Photo: Michael T. Ricker

El imperialismo y la guerra

Date: 1938

Medium: Lithograph with typeset text, printed as a volante (lithograph photomechanically reproduced and printed by offset)

Image: El imperialismo y la guerra

Dimensions (cm.):  18.3 x 14.7 (image);  24.1 x 16.8 (sheet)

Variants: Volante is usually found on orange paper (papel revolución) but impressions exist on off-white paper.

Alternate titles: La máscara

Published edition: This volante, printed on thin colored paper. 

Contemporary publication: This volante. See published edition, above.

References: Exposición de Homenaje 328, Prignitz 236.
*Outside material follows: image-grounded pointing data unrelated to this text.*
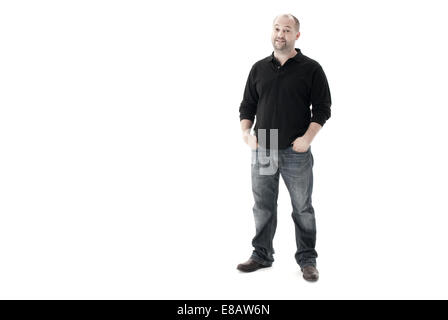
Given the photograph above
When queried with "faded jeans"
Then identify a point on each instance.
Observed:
(296, 169)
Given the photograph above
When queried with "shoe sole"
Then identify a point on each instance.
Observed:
(246, 271)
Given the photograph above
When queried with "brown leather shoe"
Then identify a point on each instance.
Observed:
(250, 266)
(310, 273)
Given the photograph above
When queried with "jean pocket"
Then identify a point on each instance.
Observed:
(296, 152)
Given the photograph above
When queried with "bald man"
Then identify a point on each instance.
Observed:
(279, 92)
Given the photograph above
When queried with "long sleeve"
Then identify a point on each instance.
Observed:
(248, 107)
(320, 97)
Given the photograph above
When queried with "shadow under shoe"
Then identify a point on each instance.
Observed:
(310, 273)
(250, 266)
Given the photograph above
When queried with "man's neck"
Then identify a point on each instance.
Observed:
(282, 57)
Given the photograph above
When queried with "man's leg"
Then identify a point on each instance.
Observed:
(265, 191)
(296, 169)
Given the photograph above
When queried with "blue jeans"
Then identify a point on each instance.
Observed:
(296, 169)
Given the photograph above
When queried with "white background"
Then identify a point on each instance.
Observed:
(123, 174)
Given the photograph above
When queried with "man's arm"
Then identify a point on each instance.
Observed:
(249, 139)
(301, 144)
(321, 112)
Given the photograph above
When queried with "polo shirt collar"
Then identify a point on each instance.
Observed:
(297, 57)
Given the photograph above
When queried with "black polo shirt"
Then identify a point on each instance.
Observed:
(281, 96)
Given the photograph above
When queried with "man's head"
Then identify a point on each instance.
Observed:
(285, 32)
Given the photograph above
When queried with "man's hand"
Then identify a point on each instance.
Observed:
(301, 144)
(250, 139)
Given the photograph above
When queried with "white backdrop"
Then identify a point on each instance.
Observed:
(123, 174)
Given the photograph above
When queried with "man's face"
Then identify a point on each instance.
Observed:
(284, 34)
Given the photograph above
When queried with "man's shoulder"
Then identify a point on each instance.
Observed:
(262, 62)
(312, 63)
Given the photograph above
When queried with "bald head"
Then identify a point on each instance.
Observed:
(292, 20)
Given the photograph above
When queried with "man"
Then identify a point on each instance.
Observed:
(279, 91)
Commentary:  The 1938 lithograph, El imperialismo y la guerra (Imperialism and War), designed as a flyer, demonstrates the TGP’s support for President Lázaro Cárdenas. A composite figure, made up of cannons, flags and bayonets, strides like Goya’s Colossus over a burning town, the capitalist’s top hat and the Nazi swastika symbolizing the union of big business and fascism. At the bottom of Méndez’s print, a bayonet-shaped leg pierces a small village, drawn in the style of the towns depicted by Orozco in his prints of the Mexican Revolution, such as his Casas y grupo de mujeres (Houses and Group of Women) (Pueblo mexicano (Mexican Town)), 1930. A pacifist quote from President Cárdenas at the bottom of the image condemns the role of industry and capital in imperialist war: “...to bring to the consciousness of the popular masses, the conviction that the necessary elimination of imperialist wars depends of the solidarity of the workers....”

The print is remarkably similar to a wood engraving by American political cartoonist Thomas Nast, whose works were likely familiar to Méndez. Nast’s 1871 A Group of Vultures Waiting for the Storm to Blow Over satirizes New York’s Boss Tweed and his Tammany Ring, who stole millions of dollars from the public treasury. Images such as these were instrumental in Tweed’s downfall. Like Méndez, Nast used a huddled group of vultures with human heads to represent corruption.  (Deborah Caplow)

Cataloging note: Although some sources give the date 1937, the text is from a speech given by Lázaro Cárdenas on September 1, 1938.